Redshift leverages its advanced optimization capabilities to push down and distribute a significant portion of the computation directly into the transactional databases, minimizing the amount of data moving over the network.
Using this syntax, you can add an external schema from an RDS or Aurora PostgreSQL database to a Redshift cluster:
CREATE EXTERNAL SCHEMA IF NOT EXISTS online_system FROM POSTGRES DATABASE 'online_sales_db' SCHEMA 'online_system' URI ‘my-hostname' port 5432 IAM_ROLE 'iam-role-arn' SECRET_ARN 'ssm-secret-arn';
Schema and port are optional here. Schema will default to
public if left unspecified and default port for PostgreSQL databases is
5432. Redshift is using AWS Secrets Manager to manage the credentials to connect to the external databases.

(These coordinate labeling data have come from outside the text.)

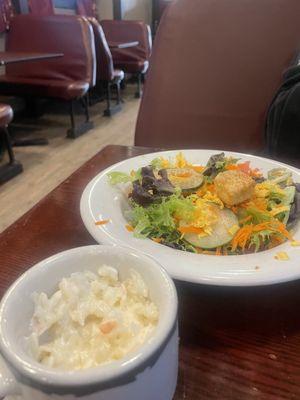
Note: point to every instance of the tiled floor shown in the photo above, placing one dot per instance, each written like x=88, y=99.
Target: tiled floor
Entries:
x=46, y=166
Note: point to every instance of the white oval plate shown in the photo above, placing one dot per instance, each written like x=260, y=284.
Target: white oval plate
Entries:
x=102, y=201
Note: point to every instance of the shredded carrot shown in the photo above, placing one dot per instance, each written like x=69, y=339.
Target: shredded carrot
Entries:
x=245, y=167
x=190, y=229
x=129, y=228
x=103, y=222
x=243, y=235
x=182, y=175
x=198, y=168
x=218, y=251
x=157, y=240
x=208, y=187
x=247, y=219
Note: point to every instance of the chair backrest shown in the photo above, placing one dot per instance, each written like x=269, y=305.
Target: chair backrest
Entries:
x=41, y=7
x=67, y=34
x=213, y=72
x=86, y=8
x=129, y=31
x=105, y=66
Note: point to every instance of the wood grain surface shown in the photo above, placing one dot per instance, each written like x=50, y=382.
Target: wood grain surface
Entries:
x=236, y=343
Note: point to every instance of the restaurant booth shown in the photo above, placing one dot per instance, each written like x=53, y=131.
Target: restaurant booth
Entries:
x=149, y=199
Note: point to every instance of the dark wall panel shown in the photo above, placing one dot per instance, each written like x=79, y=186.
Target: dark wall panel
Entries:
x=65, y=3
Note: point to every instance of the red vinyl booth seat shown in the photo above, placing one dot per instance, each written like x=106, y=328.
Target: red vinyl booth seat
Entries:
x=67, y=77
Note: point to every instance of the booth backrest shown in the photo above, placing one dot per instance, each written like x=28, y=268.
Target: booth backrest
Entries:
x=214, y=69
x=67, y=34
x=41, y=7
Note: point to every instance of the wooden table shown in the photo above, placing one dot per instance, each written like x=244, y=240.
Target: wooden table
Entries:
x=12, y=57
x=122, y=45
x=236, y=343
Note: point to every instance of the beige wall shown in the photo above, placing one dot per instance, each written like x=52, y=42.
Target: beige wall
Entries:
x=105, y=9
x=137, y=9
x=132, y=9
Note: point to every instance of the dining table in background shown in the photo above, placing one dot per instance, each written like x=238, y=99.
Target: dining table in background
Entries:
x=122, y=45
x=12, y=57
x=236, y=343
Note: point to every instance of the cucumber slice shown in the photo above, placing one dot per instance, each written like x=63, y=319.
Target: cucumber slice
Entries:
x=185, y=178
x=221, y=231
x=290, y=192
x=279, y=175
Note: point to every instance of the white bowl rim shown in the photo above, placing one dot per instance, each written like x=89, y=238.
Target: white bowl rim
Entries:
x=36, y=372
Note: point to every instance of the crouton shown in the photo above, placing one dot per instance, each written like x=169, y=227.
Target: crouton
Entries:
x=234, y=187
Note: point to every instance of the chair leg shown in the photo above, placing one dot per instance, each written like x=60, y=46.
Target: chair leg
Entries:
x=139, y=92
x=13, y=167
x=72, y=115
x=119, y=99
x=79, y=130
x=86, y=103
x=8, y=145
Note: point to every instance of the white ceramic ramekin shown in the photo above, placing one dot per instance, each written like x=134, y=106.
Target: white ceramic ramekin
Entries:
x=150, y=373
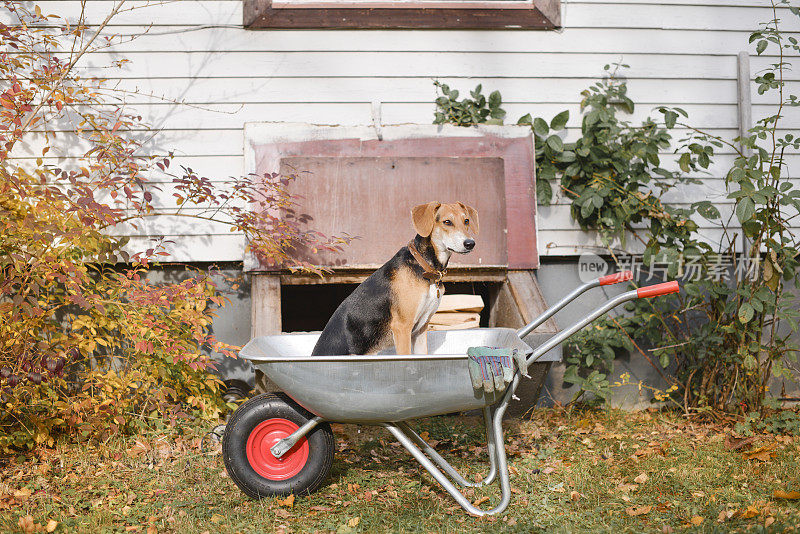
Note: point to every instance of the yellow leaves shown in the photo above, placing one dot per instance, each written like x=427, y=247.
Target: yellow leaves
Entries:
x=288, y=502
x=788, y=495
x=634, y=511
x=26, y=524
x=762, y=454
x=480, y=501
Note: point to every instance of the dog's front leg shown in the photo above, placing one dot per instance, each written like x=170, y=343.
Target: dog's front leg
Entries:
x=401, y=332
x=420, y=341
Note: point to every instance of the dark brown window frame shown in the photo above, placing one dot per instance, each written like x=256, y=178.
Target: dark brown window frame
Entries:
x=277, y=14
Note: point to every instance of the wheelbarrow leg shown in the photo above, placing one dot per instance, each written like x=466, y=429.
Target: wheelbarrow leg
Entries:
x=441, y=478
x=449, y=469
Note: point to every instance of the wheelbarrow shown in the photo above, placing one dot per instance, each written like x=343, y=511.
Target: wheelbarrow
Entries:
x=276, y=444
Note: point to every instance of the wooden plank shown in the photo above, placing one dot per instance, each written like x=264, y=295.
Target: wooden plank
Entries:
x=569, y=40
x=265, y=317
x=356, y=277
x=265, y=302
x=578, y=14
x=260, y=14
x=370, y=199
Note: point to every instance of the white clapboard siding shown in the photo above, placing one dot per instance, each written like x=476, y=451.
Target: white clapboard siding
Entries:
x=624, y=41
x=197, y=77
x=419, y=64
x=577, y=14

With this command, all tables in the external schema are available and can be used by Redshift for any complex SQL query processing data in the cluster or, using Redshift Spectrum, in your S3 data lake.
Coming back to the sales data example I used before, I can now correlate the trends of my historical data of musical events with real-time sales. In this way, I can understand if an event is performing as expected or not, and calibrate my marketing activities without delays.
For example, after I define the online commerce database as the
online_system external schema in my Redshift cluster, I can compare previous sales with what is in the online commerce system with this simple query:
SELECT eventid, sum(pricepaid) total_price, sum(online_pricepaid) online_total_price FROM sales, online_system.current_sales GROUP BY eventid WHERE eventid = online_eventid;
Redshift doesn’t import database or schema catalog in its entirety. When a query is run, it localizes the metadata for the Aurora and RDS tables (and views) that are part of the query. This localized metadata is then used for query compilation and plan generation.
Amazon Redshift data lake export is a new tool to improve your data processing pipeline and is supported with Redshift release version 1.0.10480 or later. Refer to the AWS Region Table for Redshift availability, and check the version of your clusters.
The new federation capability in Amazon Redshift is released as a public preview and allows you to bring together data stored in Redshift, S3, and one or more RDS and Aurora PostgreSQL databases. When creating a cluster in the Amazon Redshift management console, you can pick three tracks for maintenance: Current, Trailing, or Preview. Within the Preview track, preview_features should be chosen to participate to the Federated Query public preview. For example:
These features simplify data processing and analytics, giving you more tools to react quickly, and a single point of view for your data. Let me know what you are going to use them for!